Data Mining Assignment #1

Assignment 3

Overview

The purpose of this assignment is to perform some classifying exercises. Classification is the process of associating an instance with a pre-existing category or class. Classification has two phases, training and testing. The training phase requires a set of instances that are already labelled with the correct class, and builds a model representing the relationship between the instances and the given class. The testing phase uses this model to assign a class to instances of unknown class. The classification algorithms provided with Weka include NaiveBayes, IBk, J48, and Decision Table. In this assignment, you will do a comparison of these methods. First, a brief reminder of how these methods work.

Decision tree using C4.5

The idea of this algorithm is to form a decision tree by splitting the datasets into smaller and smaller bits. Then you can decide how to classify a instance by following the tree until you get to the bottom, where it tells you what class you have. Each split should be the one that makes the biggest progress towards correctly classifying the data instances. We measure this by the amount of information gained by making the split. Refer to section 4.3, page 97 of the textbook.

Decision Table

The Decision Table method is not covered in the text, You do not need to know this algorithm.

Naïve Bayes

This is probably the simplest classifier algorithm. The training phase consists in estimating conditional probabilities from the example instances. Refer to section 4.2, page 88 of the textbook.

Nearest Neighbours (IB1)

This algorithm has no training phase, the example instances are simply stored. What is the main advantage and the main disadvantage in doing this? In the testing phase, an unclassified instance is compared to all the stored instances until the nearest one is found. The new instance is assigned to the same class as the nearest one. A variation involves taking a weighted sum of more than one instance. In this exercise we will use just 1 neighbour. Refer to section 4.7, page 128 of the textbook.

Questions

Algorithm / Kappa / Accuracy
J48
Dec.Table
NaiveBayes
IB1

Record the value of the Kappa statistic and Accuracy for each algorithm.
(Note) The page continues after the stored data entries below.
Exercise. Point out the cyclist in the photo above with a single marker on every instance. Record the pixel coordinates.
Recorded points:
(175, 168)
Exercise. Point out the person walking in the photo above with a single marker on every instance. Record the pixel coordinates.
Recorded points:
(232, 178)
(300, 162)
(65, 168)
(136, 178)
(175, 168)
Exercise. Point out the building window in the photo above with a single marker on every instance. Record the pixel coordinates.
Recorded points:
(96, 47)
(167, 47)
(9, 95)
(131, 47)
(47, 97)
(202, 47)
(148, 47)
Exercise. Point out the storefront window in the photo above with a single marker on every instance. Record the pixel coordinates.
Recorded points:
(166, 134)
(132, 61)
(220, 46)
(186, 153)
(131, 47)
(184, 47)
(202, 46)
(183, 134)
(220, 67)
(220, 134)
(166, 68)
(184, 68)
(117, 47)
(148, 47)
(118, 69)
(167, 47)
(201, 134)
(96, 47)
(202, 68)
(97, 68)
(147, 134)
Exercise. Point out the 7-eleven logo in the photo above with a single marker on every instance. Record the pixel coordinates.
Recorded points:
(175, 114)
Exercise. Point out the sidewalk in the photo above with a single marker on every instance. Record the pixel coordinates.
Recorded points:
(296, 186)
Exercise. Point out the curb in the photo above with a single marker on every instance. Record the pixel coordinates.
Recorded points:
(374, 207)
What conclusions can be drawn from comparing the confusion matrices associated with each algorithm?

Record the Precision and Recall for each algorithm.

Algorithm / Precision / Recall
J48
Dec.Table
NaiveBayes
IB1

Which algorithm best describes the structure of the data? Why?

Can you understand that description?

Instructions

· Start the Weka explorer.

· Load the iris.arff file using the ‘preprocess’ tab.

· Switch tabs to ‘classify’ and, using the ‘choose’ button, select:

o For the C4.5 Decision Tree: the J48 algorithm under ‘trees’

o For the Decision Table: the Decision Table algorithm under ‘rules’

o For Naïve Bayes: the NaïveBayes algorithm under “bayes”

o For Nearest Neighbor: the IBk algorithm under ‘lazy’

· Set the ‘test options’ to ‘Percentage split’

· Make sure that ‘class’ is the attribute that shows below the test options panel.

· Hit the ‘start’ button – the big pane should display information about the classification algorithm being run.

Grading

Each question is of equal value.